Right Way of Relating
For over twenty years many Catholics have expressed puzzlement over two situations in the Catholic Church: Why pro-life Catholics are unable to get most priests and bishops involved in combating abortion and why, year in and year out, bishops remain so zealously and publicly focused on eliminating capital punishment.
Aside from a few bold leaders, the hierarchical response to thirty-four years of legal abortion is a weary, repetitive annual statement from the NCCB and a dramatic appearance at the Shrine of the Immaculate Conception’s Mass on the eve of Roe vs. Wade’s anniversary. Anyone who has ever attended the Mass that precedes the March for Life, witnesses first hand the spirit and power of the people “terrible as an army set in battle array,” waging spiritual warfare on behalf of the sanctity of life. But when the valiant warriors return home they find the same old apathy among the majority of their priests and bishops. Sadly, Cardinal Law’s once inspiring voice ringing out, “Tomorrow, we march,” is now a tarnished reality.
When staunchly pro-abortion Catholic John Kerry became a presidential candidate, the long awaited teaching moment arrived. The world’s eyes watched while Kerry simultaneously trashed Church teaching and received Holy Communion. It could have been the bishops’ finest hour. They dissembled; millions were misled.
At this year’s United States Council of Catholic Bishops’ (USCCB) November conference in Washington, D.C., Cardinal McCarrick said he would meet with Catholic politicians who reject Church teaching to seek their opinions on the abortion issue. Another Catholic bishop is telling us that publicly pro-abortion Catholic Congressmen “don’t understand their faith.” Just what exactly about killing a child in the womb do these well-educated, adult Senators not understand, Your Excellency?
On the flip side of the coin one finds the U. S. Bishops in a near frenzy to find ways to eliminate capital punishment. Nearly one-third of their time in Washington was spent on this all-consuming issue. Following their deliberations they issued an eleven page statement calling for a campaign to eliminate the death penalty (once and for all) in the United States.
In a November 18th article, News from the U. S. Bishops – Whoever they are, Dr. Jeffrey Mirus, founder and president of CatholicCulture.org, calls the bishops’ position and the launching of their campaign “a usurpation of a role proper to the laity.” Agreeing or disagreeing on capital punishment is a prudential judgment, not a tenet of the Church. Regarding issues, Mirus writes, “Yet the bishops clearly have no clue how to handle any of them, apparently because they don’t understand their own identity. Who are the bishops, anyway?”

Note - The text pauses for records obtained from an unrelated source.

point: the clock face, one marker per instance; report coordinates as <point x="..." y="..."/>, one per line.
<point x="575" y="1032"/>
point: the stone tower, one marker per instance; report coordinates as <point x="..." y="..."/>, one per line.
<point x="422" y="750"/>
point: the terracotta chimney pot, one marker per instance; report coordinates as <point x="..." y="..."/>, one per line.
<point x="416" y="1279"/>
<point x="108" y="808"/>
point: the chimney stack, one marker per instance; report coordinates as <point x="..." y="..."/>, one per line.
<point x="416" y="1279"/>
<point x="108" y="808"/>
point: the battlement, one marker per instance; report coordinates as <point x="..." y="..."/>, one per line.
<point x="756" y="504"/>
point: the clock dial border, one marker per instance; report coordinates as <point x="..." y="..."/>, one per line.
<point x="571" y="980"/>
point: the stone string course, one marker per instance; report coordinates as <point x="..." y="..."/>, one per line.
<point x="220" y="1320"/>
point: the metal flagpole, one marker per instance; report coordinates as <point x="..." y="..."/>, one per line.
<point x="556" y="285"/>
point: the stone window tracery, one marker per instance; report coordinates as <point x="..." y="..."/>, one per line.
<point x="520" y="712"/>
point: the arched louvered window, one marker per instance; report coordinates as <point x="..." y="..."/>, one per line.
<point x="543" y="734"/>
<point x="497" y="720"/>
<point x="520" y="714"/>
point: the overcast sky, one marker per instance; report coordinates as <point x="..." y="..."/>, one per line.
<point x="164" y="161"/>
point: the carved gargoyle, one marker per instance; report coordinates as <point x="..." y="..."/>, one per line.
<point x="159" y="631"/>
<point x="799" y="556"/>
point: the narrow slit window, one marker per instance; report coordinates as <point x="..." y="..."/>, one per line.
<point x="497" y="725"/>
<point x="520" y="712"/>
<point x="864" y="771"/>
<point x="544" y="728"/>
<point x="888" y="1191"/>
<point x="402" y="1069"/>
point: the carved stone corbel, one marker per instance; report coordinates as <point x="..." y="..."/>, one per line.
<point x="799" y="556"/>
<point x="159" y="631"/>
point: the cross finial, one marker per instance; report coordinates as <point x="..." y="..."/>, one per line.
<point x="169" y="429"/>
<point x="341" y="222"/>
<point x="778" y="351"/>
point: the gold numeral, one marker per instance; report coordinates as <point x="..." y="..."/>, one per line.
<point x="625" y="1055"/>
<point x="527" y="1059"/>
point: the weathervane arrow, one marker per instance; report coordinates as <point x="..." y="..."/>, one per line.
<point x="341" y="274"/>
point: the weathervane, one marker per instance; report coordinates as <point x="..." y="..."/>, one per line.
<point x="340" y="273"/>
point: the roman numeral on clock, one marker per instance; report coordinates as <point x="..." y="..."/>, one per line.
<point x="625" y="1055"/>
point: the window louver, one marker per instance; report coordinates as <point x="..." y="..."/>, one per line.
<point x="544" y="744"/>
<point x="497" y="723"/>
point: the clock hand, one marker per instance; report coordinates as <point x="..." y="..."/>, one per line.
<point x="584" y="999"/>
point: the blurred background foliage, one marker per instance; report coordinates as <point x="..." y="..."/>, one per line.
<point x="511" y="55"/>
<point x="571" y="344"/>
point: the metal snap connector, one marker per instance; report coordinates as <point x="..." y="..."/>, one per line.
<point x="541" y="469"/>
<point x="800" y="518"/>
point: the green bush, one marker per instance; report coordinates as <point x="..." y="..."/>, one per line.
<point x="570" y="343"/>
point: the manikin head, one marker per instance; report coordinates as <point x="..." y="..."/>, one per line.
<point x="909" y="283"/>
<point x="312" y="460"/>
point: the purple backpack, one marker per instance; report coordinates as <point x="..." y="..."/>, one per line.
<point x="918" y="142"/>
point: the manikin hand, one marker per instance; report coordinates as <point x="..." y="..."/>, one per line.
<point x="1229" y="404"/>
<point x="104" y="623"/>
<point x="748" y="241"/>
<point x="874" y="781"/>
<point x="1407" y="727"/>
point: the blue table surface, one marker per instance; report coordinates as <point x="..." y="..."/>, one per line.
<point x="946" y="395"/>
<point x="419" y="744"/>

Most right-thinking Catholics simply can’t understand the bishops’ fixation with the lives of perhaps two hundred persons on death row (worthy of consideration as they are), and the near total unconcern for the four thousand lives of the unborn snuffed out in the womb each day. There is something intrinsically wrong here and it is not just the numbers.
Back in 2002 when the sexual abuse crisis erupted, even Catholics who were knowledgeable regarding the troubles in the Church were blindsided. Subsequent reports informed Catholics of the influx of homosexuals into seminaries to replace the huge number of priests who left the priesthood to marry. Some of these homosexual men became bishops. In the last several years, no fewer than six bishops resigned their posts when their homosexual activity became public knowledge. Today, it would be hopelessly naïve and irresponsible not to recognize that some U.S. bishops are homosexual/gay persons; that the priesthood contains many men who share a similar inclination. Laying aside these men’s celibate conduct (whether observed or ignored), Dr. Mirus may have hit on just the right word; identity. He suggests the bishops perhaps see themselves as laymen.
Is there is a different understanding of identity for the gay priest or gay bishop? As human beings we resonate psychologically with what we know, feel, and understand, that to which we relate. Are homosexual/gay priests unable to connect emotionally with the reproductive act that produces a child who may become an abortion statistic? By the same token would a gay man more readily relate to a convicted criminal since they too suffered isolation, ostracism, denigration and guilt in their lifetimes?
In other words is there a connection between the bishops and priests’ apathy for the pro-life cause and their passion to end capital punishment tied up in their perceived identity?
Far-fetched? Maybe not. A sentence in the Vatican document barring gays from the seminary reads: “The above persons find themselves, in fact, in a situation that gravely obstructs a right way of relating with men and women.” Could the absence of a “right way of relating” be the reason bishops give pro-life concerns lip service, work eagerly for prisoners and adopt sexually explicit child protection programs administered by staffers with pro-abortion connections such as Teresa Kettlecamp, Head of the Office of Child and Youth at the USCCB? Answers to the puzzle may be emerging after all.